Designer invents packaging that 'disappears'

"The Disappearing Package" shows how with a simple re-design, much of a product's leftover rubbish can be eliminated completely.
Written by Tuan Nguyen, Contributor

Though excessive at times, packaging isn't going away. It protects and beautifies the presentation of products, giving consumers the assurance of untampered quality. And to the dismay of environmentalists, much of it still sticks around in landfills after having fulfilled this narrow purpose.

Designer Aaron Mickelson, a recent graduate of the Pratt Institute in New York, thinks that this is one area of life where there doesn't necessarily need to be a trade-off. To prove it, he's been working on a concept called "The Disappearing Package," in which he demonstrates how, with a simple re-design, much of this leftover rubbish can be with minimized, and in some cases eliminated completely.

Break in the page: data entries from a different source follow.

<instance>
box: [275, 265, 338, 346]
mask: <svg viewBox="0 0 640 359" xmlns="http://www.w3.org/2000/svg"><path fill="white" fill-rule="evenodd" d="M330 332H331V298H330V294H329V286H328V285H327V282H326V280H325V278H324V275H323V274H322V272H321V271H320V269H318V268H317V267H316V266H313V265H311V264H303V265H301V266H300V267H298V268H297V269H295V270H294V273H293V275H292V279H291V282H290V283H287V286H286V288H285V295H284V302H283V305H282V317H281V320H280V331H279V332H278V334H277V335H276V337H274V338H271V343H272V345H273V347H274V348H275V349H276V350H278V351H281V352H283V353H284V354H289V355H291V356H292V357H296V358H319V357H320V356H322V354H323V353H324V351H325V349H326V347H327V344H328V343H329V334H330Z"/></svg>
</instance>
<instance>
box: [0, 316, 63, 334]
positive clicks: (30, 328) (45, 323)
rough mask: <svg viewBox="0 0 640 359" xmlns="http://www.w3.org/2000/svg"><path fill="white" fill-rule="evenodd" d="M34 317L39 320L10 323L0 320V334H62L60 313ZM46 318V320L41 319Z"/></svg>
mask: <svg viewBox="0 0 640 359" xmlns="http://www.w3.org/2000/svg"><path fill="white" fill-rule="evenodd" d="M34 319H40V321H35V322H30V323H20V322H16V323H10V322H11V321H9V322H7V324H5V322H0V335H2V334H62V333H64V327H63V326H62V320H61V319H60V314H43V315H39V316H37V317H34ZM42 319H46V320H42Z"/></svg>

His proposal hinges on taking advantage of how a product is used in order to cut down on packaging. For instance, a bar of soap, which dissolves in water, can instead be encased in water-soluble plastic that simply disintegrates in the shower.

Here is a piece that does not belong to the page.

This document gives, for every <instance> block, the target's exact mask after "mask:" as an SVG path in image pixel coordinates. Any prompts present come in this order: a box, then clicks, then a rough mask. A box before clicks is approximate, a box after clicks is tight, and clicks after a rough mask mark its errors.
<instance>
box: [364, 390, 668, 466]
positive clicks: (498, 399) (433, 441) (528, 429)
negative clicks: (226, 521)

Mickelson has tested this approach on five common products, which include household goods such as Tide laundry detergent, Glad garbage bags and Twining’s tea. He chose these items based on their ubiquitousness and the fact that they would allow him to try the method in every possible color. So far, he's come up with trash-reducing prototypes for each and has been focused on refining

“I spent the largest amount of my research phase on finding the materials and processes that would make my idea a reality,” he told Wired. The soluble inks were sourced from a small manufacturer that doesn’t yet have them in wide distribution, while the paper and plastic were more readily available. The paper and ink are non-toxic and can be safely washed down the drain. The plastic is, err, plastic — but at least it’s not plastic in a box.

Though he understands that current materials aren't enough to eliminate packaging completely, the project has shown that by simply going outside-the-box, you'll need a whole lot less of it.